Wednesday, September 11, 2013

A FAIR TRADE

BY SEAN CUTSHALL

In return for giving away my right to a trial, my right to ask any court for leniency, the right to do whatever I want inside my own home or with friends, the right to schedule my days wherever and whenever I want; I've gained the chance to have a life that no longer is mirrored with the painful memories of drug use, or failed employment or relationships. This trade Drug Court offered me is more than a second chance to erase a felony, but a trade I cannot ignore. To me it is a trade that gives me life, and who wouldn't think that is a fair trade.

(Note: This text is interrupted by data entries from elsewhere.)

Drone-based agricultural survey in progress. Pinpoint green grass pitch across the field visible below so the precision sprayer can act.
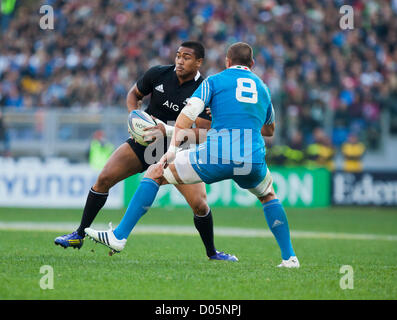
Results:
[0,208,397,300]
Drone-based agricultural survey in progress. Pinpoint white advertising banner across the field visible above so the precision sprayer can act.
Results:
[0,158,124,208]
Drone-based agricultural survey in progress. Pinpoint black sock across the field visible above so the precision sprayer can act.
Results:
[77,188,108,237]
[194,210,216,257]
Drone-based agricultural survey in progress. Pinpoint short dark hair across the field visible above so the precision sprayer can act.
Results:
[226,42,254,67]
[181,41,205,59]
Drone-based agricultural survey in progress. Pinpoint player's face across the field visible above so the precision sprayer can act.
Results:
[175,47,203,78]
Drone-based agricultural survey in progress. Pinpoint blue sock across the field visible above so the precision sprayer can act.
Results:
[113,178,160,240]
[262,199,295,260]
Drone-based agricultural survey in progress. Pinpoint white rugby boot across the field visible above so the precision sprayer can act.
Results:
[277,256,300,268]
[84,222,127,255]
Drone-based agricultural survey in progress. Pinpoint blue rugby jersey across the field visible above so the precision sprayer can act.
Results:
[192,66,274,163]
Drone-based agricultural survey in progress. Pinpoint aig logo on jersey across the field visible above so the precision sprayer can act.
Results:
[163,98,189,111]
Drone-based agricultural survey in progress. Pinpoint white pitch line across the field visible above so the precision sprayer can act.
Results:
[0,221,397,241]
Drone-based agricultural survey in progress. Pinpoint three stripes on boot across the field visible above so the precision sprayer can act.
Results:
[98,232,109,245]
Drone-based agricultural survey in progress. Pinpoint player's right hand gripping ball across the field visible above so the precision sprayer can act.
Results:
[128,110,156,146]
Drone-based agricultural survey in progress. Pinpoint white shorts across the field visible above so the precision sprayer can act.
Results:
[164,149,203,184]
[164,149,273,197]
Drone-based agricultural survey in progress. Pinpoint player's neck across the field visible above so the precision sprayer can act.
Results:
[228,64,251,71]
[176,71,200,85]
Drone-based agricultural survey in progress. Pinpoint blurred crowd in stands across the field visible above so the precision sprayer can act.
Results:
[0,0,397,168]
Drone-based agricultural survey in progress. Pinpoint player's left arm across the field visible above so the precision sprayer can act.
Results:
[261,87,276,137]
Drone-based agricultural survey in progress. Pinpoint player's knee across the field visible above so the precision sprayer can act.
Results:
[93,170,115,192]
[258,188,277,204]
[143,164,166,185]
[191,197,210,216]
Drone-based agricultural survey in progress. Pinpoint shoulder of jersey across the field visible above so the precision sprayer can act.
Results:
[151,64,175,74]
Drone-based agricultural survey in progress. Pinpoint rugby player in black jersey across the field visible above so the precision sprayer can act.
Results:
[55,41,237,261]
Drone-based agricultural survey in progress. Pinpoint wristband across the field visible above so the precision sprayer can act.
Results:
[155,119,175,137]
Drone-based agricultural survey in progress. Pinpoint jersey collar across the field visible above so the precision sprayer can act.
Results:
[229,65,251,71]
[174,66,201,81]
[194,70,201,81]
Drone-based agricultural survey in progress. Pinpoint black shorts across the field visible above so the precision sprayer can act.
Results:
[126,138,169,172]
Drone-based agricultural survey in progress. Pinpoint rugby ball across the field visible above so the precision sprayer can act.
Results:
[128,110,157,146]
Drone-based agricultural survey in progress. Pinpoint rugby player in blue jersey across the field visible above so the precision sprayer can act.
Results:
[85,42,300,268]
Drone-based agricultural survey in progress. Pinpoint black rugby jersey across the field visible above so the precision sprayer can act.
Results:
[136,65,211,123]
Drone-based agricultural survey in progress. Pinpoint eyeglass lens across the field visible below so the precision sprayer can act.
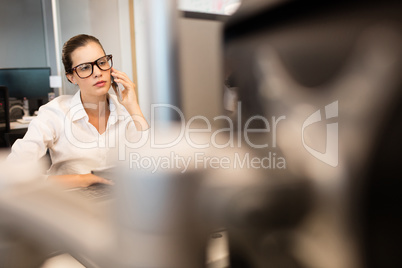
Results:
[75,56,112,78]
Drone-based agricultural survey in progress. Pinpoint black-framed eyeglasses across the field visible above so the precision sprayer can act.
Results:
[70,55,113,78]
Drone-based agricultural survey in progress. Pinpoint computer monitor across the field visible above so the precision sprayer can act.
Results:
[0,67,50,99]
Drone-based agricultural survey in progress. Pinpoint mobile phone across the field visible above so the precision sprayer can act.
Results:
[110,75,123,101]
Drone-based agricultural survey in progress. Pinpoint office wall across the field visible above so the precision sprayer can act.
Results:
[179,18,223,122]
[0,0,48,68]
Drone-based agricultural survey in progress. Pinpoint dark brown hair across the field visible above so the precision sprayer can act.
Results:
[62,34,105,74]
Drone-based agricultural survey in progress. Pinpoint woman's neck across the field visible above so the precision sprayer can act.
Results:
[81,93,109,117]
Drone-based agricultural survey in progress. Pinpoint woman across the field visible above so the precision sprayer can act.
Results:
[8,35,148,187]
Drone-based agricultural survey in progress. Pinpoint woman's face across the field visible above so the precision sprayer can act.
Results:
[67,42,111,98]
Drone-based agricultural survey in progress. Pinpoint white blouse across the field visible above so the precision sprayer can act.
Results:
[8,91,137,175]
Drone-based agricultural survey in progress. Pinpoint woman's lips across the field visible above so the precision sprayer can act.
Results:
[94,81,106,87]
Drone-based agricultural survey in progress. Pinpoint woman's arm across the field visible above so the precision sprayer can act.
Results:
[48,173,113,188]
[112,68,149,131]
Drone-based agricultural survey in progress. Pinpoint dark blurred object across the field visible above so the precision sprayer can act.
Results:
[224,1,402,268]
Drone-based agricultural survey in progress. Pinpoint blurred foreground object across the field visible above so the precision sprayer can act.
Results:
[0,0,402,268]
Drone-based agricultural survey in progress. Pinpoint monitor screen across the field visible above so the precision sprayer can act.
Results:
[178,0,242,15]
[0,68,50,99]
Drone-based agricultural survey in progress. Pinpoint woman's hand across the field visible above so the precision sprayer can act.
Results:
[111,68,138,109]
[111,68,149,130]
[48,173,113,188]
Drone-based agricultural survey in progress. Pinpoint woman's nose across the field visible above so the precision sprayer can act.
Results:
[93,64,102,77]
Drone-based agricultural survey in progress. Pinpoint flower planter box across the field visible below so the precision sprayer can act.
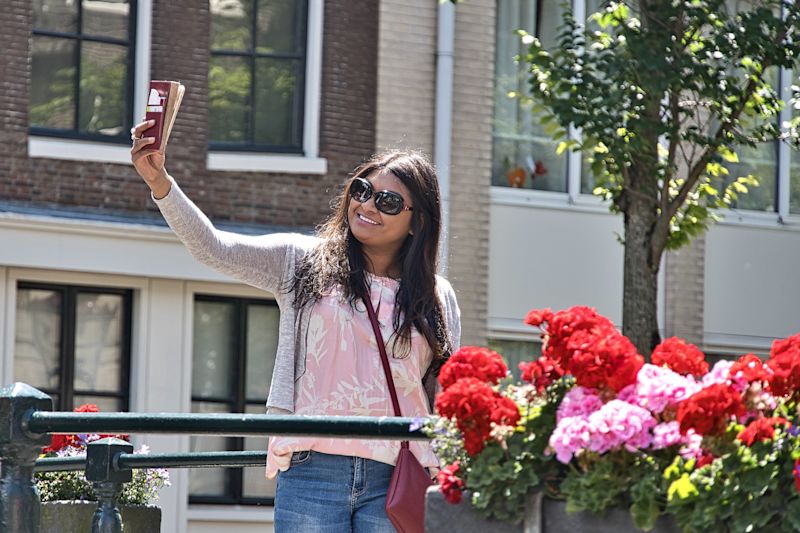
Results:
[425,487,680,533]
[39,501,161,533]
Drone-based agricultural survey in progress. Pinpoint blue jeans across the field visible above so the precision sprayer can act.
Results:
[275,451,395,533]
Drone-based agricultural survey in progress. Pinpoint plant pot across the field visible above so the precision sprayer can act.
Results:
[39,501,161,533]
[425,486,680,533]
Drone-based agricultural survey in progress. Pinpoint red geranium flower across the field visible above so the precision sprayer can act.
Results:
[677,383,745,435]
[519,356,564,392]
[728,353,772,383]
[792,459,800,492]
[436,461,464,503]
[766,333,800,396]
[651,337,708,376]
[736,416,789,446]
[525,306,644,392]
[42,403,130,453]
[439,346,508,389]
[694,451,714,468]
[436,377,520,455]
[561,322,644,392]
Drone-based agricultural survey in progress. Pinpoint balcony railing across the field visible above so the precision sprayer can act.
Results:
[0,383,428,533]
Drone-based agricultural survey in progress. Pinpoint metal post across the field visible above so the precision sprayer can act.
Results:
[86,437,133,533]
[0,383,53,533]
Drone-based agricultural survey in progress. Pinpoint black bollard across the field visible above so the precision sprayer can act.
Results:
[86,437,133,533]
[0,383,53,533]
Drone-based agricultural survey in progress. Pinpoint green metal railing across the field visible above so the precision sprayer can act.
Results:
[0,383,428,533]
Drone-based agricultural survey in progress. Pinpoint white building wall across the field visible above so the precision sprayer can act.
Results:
[489,197,623,336]
[703,218,800,353]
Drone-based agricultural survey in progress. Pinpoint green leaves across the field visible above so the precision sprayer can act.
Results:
[520,0,800,256]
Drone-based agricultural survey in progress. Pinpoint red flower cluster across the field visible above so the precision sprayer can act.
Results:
[650,337,708,377]
[766,333,800,396]
[519,356,564,392]
[525,306,644,392]
[436,461,464,503]
[439,346,508,389]
[42,403,129,453]
[792,459,800,492]
[436,374,520,455]
[736,416,789,446]
[677,383,745,435]
[728,353,772,383]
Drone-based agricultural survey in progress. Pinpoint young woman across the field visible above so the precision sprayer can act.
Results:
[131,122,461,533]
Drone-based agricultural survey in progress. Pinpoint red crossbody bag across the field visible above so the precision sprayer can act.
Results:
[364,298,433,533]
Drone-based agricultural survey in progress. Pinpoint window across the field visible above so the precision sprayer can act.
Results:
[489,338,542,379]
[189,295,279,504]
[208,0,308,153]
[14,282,131,411]
[28,0,136,143]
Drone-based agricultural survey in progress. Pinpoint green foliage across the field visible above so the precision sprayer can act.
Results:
[426,379,573,523]
[664,424,800,533]
[34,446,170,505]
[559,451,666,531]
[35,469,169,505]
[520,0,800,258]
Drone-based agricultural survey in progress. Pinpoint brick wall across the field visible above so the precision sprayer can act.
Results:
[448,0,495,345]
[0,0,33,199]
[376,0,438,155]
[0,0,378,226]
[664,234,706,342]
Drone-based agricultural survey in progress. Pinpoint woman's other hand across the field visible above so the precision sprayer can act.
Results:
[131,120,172,200]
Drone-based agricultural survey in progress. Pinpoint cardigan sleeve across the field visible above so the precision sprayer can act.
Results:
[153,181,317,294]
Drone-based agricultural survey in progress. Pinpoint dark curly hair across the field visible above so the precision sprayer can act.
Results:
[291,151,451,368]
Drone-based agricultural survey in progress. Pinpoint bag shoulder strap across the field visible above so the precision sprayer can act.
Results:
[364,290,408,448]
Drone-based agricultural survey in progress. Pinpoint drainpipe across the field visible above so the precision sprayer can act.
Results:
[433,0,456,276]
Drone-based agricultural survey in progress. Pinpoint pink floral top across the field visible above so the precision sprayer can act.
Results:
[267,276,439,478]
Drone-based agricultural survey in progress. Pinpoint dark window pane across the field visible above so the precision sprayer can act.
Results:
[242,404,277,499]
[14,289,61,390]
[28,36,76,129]
[70,394,123,413]
[192,301,237,398]
[492,0,567,192]
[208,56,251,143]
[256,0,298,52]
[245,305,279,400]
[33,0,78,33]
[189,402,229,496]
[75,293,124,390]
[82,0,130,40]
[80,41,128,135]
[789,97,800,215]
[255,58,300,145]
[209,0,253,50]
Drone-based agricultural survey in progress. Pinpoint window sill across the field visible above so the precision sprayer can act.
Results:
[206,152,328,174]
[28,136,131,165]
[186,504,275,523]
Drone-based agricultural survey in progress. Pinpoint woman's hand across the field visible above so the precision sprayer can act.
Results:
[131,120,172,200]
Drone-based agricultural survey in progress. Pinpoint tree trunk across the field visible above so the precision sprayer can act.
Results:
[622,197,661,358]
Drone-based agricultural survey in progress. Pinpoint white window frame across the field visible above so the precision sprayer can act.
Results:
[490,0,800,231]
[28,0,153,165]
[206,0,328,174]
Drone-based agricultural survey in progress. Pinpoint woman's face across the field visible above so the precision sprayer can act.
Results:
[347,169,413,254]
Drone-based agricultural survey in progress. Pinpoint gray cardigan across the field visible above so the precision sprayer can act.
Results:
[154,181,461,413]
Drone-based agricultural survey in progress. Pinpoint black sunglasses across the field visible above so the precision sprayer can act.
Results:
[350,178,414,215]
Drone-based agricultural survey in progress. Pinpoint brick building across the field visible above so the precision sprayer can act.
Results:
[0,0,800,532]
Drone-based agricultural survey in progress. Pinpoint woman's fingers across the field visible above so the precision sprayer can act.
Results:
[131,137,156,154]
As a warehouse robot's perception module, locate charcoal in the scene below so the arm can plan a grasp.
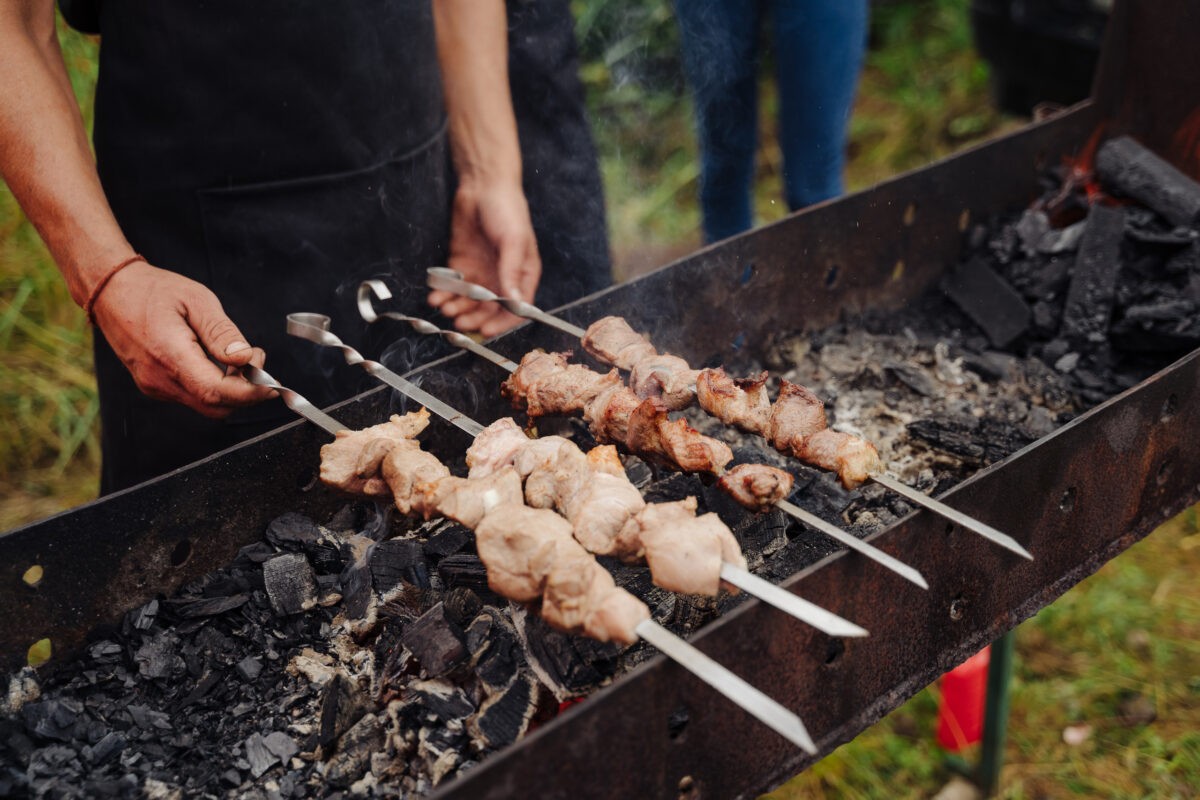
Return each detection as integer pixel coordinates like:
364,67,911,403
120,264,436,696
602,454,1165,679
1062,205,1124,345
263,553,317,616
942,257,1033,348
443,587,484,627
20,698,83,741
133,631,185,679
325,714,384,789
467,674,538,750
317,673,366,753
266,511,320,551
164,595,250,619
263,730,300,765
238,656,263,680
425,523,473,558
368,539,430,593
1096,137,1200,225
403,680,475,724
242,733,280,777
401,603,467,676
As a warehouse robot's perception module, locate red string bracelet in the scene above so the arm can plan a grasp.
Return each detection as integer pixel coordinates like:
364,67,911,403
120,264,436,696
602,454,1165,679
83,253,149,325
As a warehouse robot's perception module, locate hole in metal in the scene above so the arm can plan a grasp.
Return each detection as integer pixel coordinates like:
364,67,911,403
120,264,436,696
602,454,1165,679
1158,392,1180,422
950,595,967,622
667,705,691,743
826,264,839,289
738,261,754,285
1154,458,1174,486
826,639,846,667
170,539,192,566
20,564,46,589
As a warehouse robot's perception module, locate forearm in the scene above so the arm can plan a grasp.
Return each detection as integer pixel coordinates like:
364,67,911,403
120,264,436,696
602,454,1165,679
433,0,521,186
0,0,132,305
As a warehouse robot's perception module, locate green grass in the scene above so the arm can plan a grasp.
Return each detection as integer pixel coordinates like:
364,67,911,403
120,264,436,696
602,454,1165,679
7,0,1200,800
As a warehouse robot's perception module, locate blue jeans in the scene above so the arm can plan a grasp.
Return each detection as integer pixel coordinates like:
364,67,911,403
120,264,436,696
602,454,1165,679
674,0,868,241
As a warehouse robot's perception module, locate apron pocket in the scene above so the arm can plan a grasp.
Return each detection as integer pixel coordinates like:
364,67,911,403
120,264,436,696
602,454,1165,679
198,132,449,421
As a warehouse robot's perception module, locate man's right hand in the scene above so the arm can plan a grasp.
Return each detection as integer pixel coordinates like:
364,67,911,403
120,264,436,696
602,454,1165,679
94,261,275,419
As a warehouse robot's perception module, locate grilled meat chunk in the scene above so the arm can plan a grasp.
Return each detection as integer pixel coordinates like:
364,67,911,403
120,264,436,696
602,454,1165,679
625,397,733,473
320,408,430,498
696,367,772,437
622,498,745,596
500,350,624,417
583,317,659,369
718,464,794,512
629,354,700,411
796,428,881,489
768,380,827,459
475,504,650,644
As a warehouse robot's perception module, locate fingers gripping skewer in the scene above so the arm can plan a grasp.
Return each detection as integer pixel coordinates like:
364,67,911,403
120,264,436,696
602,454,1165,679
427,267,1033,561
249,374,817,756
296,314,868,637
241,363,346,435
359,284,929,587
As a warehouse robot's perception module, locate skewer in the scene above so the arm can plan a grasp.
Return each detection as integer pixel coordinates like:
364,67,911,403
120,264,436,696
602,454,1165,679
422,266,1033,561
359,281,926,594
288,313,868,638
242,369,820,756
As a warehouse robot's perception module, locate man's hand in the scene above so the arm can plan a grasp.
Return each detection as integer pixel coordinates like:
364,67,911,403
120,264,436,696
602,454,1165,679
430,177,541,336
94,263,275,419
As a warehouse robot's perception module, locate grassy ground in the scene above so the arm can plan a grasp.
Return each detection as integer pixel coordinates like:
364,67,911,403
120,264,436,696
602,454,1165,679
0,0,1200,800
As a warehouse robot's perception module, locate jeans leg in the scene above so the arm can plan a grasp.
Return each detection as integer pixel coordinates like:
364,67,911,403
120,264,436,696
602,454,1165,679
676,0,760,241
770,0,868,211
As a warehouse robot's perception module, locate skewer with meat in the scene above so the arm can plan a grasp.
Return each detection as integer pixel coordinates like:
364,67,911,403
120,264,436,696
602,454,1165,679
467,417,745,595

Instead of those rights, I get the chance to separate myself from the labels that have followed me for the last 20 years, only leaving for brief period of times. I don't know how difficult or frustrating this agreement might become, but in the end, I've made my decision. I want to live free from all the things that have dragged me down. I'm no better than anyone else, but to me a little less in the freedom departments for awhile is a trade I'm willing to make, and one that I think is more than fair.

I've watched how Drug Court has graduated people, and some of these people I know. And, they are not the same people I knew when they started. This is scary, in some regards, I don't want to change the person I am, but maybe I need the change the person I've become. I know, I have a lot to lose, but I'm curious and willing to see all that I have to gain. Today, I signed away those rights, maybe tomorrow I will gain more than I bargained for, or ever saw possible. I really hope this is the case, because I've already lost so much behind the trades I made in my past.